4/04/2011

Gestores de quê?



Admito que tencionava colocar aqui um post sobre um tema diferente deste. Porém, uma reportagem inserida no Público de hoje sobre transportes fez-me adiar o outro assunto. Fiquei banzado!
Há vários anos que o comum cidadão dispõe de alguma informação através dos media sobre os défices que se acumulam no sector dos transportes públicos. Refiro-me a empresas como a Carris, o Metro, a CP, a TAP e a Transtejo. Quando se espera que sejam tomadas medidas drásticas por parte das respectivas administrações para eliminar ou pelo menos reduzir esses défices, eis que tudo fica praticamente na mesma. Assim parece, pelo menos.

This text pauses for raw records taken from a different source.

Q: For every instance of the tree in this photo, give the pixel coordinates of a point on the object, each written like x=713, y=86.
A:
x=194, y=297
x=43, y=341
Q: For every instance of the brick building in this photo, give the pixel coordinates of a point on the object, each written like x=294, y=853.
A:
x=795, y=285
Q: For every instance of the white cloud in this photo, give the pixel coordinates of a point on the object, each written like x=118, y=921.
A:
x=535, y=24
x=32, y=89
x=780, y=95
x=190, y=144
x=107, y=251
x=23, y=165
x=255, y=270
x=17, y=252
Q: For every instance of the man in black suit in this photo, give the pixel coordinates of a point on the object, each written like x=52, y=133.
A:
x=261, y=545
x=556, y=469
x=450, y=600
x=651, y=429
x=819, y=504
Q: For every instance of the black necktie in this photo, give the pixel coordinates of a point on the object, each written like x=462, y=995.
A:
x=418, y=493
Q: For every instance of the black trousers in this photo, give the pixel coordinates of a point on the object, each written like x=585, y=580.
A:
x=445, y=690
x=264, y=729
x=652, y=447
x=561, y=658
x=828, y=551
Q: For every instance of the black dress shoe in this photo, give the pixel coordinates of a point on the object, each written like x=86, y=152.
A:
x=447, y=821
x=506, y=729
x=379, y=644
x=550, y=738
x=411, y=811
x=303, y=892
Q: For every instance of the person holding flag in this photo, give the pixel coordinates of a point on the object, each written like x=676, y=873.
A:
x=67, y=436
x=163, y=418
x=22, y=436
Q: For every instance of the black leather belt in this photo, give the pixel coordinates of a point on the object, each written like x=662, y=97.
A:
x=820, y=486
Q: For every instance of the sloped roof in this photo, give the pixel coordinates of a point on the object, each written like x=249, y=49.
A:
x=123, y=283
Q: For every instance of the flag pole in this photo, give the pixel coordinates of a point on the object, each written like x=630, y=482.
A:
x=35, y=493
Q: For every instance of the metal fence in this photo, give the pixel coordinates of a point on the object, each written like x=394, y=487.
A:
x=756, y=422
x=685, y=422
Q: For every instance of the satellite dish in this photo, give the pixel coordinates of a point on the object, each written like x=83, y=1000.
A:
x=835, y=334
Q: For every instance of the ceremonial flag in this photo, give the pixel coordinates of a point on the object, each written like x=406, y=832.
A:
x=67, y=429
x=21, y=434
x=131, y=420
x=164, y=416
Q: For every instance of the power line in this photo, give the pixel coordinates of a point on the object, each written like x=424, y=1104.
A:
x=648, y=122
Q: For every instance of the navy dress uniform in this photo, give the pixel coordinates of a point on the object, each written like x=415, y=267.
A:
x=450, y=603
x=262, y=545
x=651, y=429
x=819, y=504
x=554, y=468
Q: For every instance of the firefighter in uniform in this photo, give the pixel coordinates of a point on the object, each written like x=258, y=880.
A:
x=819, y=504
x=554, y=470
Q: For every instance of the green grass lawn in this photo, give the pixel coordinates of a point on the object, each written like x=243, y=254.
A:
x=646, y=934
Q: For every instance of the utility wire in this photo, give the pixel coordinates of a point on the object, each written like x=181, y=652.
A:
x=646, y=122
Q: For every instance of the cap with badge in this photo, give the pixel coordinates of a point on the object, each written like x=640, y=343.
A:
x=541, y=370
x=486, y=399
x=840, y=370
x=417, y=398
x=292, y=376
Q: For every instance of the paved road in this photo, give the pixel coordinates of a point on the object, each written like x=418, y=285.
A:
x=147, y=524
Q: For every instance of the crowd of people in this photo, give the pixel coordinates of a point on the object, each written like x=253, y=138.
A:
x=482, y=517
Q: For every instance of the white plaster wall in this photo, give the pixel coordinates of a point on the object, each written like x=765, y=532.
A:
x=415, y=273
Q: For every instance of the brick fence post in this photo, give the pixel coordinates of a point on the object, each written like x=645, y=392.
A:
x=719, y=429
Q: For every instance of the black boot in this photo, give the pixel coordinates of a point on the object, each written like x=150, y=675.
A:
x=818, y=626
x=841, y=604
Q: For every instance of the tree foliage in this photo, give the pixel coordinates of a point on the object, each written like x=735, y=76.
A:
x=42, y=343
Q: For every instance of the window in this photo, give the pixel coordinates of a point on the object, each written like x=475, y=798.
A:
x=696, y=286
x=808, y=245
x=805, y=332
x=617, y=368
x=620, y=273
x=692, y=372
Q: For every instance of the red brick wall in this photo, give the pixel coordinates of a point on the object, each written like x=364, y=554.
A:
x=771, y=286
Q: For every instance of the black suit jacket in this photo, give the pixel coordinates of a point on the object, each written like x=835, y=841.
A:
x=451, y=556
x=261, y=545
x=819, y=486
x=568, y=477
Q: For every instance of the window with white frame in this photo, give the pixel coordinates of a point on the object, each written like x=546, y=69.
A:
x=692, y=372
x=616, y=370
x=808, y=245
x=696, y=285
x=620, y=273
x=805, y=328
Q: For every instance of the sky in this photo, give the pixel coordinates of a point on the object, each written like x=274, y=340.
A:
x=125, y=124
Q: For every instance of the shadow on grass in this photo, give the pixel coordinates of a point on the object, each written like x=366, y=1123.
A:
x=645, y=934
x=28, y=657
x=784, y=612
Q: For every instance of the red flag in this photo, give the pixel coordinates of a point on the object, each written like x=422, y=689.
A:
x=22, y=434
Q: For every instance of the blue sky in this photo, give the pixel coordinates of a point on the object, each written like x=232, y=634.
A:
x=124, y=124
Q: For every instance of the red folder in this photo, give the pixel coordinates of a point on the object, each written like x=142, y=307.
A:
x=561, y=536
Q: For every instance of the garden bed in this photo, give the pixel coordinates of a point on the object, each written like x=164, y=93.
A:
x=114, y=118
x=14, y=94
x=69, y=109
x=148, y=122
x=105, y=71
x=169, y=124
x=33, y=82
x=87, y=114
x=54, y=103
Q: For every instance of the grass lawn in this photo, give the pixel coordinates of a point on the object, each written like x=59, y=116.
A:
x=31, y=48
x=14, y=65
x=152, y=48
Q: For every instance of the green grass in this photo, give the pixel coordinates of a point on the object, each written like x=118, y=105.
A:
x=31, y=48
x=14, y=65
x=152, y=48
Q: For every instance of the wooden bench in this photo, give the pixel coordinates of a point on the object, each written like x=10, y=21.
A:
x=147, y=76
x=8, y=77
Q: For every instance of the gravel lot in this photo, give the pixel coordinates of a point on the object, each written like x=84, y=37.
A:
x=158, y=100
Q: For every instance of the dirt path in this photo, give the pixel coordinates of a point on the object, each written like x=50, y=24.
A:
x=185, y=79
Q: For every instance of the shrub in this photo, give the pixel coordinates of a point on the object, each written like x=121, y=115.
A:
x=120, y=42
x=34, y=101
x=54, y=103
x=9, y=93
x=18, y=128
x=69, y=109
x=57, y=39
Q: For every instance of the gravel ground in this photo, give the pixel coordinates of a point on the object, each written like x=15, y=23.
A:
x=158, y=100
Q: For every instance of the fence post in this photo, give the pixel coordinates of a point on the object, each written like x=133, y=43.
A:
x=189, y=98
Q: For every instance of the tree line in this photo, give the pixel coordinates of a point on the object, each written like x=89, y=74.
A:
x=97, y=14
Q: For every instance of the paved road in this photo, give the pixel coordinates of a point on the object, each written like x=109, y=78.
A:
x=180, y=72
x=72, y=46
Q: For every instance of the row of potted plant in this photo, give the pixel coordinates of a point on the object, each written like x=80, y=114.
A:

Como habitante de Lisboa, costumo dizer que, para além do enorme bem da liberdade de que usufruímos, o passe social foi a grande conquista do 25 de Abril. De facto, o passe é algo utilíssimo na cidade para quem usa um ou vários tipos de transporte. Tenho um Cartão Lisboa Viva que uso quase diariamente e, por vezes, em mais do que duas viagens. Como muita gente, aliás. Há dois ou três meses, quando pedi para me carregarem o cartão por mais 30 dias, a funcionária que fez a operação comentou para mim: "Tem sorte! Ainda não apanha o aumento!" "De quanto vai ser o aumento?", perguntei, crente de que seria suficientemente elevado para me poderem considerar uma pessoa de sorte. Não me recordo já da resposta com exactidão, pelo que hesito entre duas hipóteses: quarenta ou sessenta cêntimos. Foi um destes números. Admitindo o mais elevado, creio que sessenta cêntimos de aumento por mês pode justificar-se em períodos normais, mas quando uma empresa está – ou devia estar – a procurar diminuir o seu défice, é muito pouco. Calculo que haverá leitores que neste momento pensarão: "Para certas pessoas já é muito!" Acredito que isso seja verdade, mas essas "certas pessoas" são claramente minoritárias e uma política de gestão não se pode fazer por baixo. Poder-se-á, quando muito, mediante rigorosa documentação comprovativa, atenuar o preço de alguns passes, mas para todas as outras pessoas o aumento terá de ser mais substancial. Assim, estamos a tratar a doença, que é grave, com meros paninhos quentes.
É óbvio que não advogo subidas tão elevadas que afastem as pessoas do Metro, por exemplo; além disso, também não encaro as receitas dos bilhetes e passes como única panaceia. Tem de necessariamente haver diminuição das despesas. No fundo, acredito que é por não terem sido tomadas medidas atempadamente e por se ter gasto demasiado dinheiro inicialmente sem fazer os necessários cálculos relativamente à sua amortização que se chegou à situação em que estamos.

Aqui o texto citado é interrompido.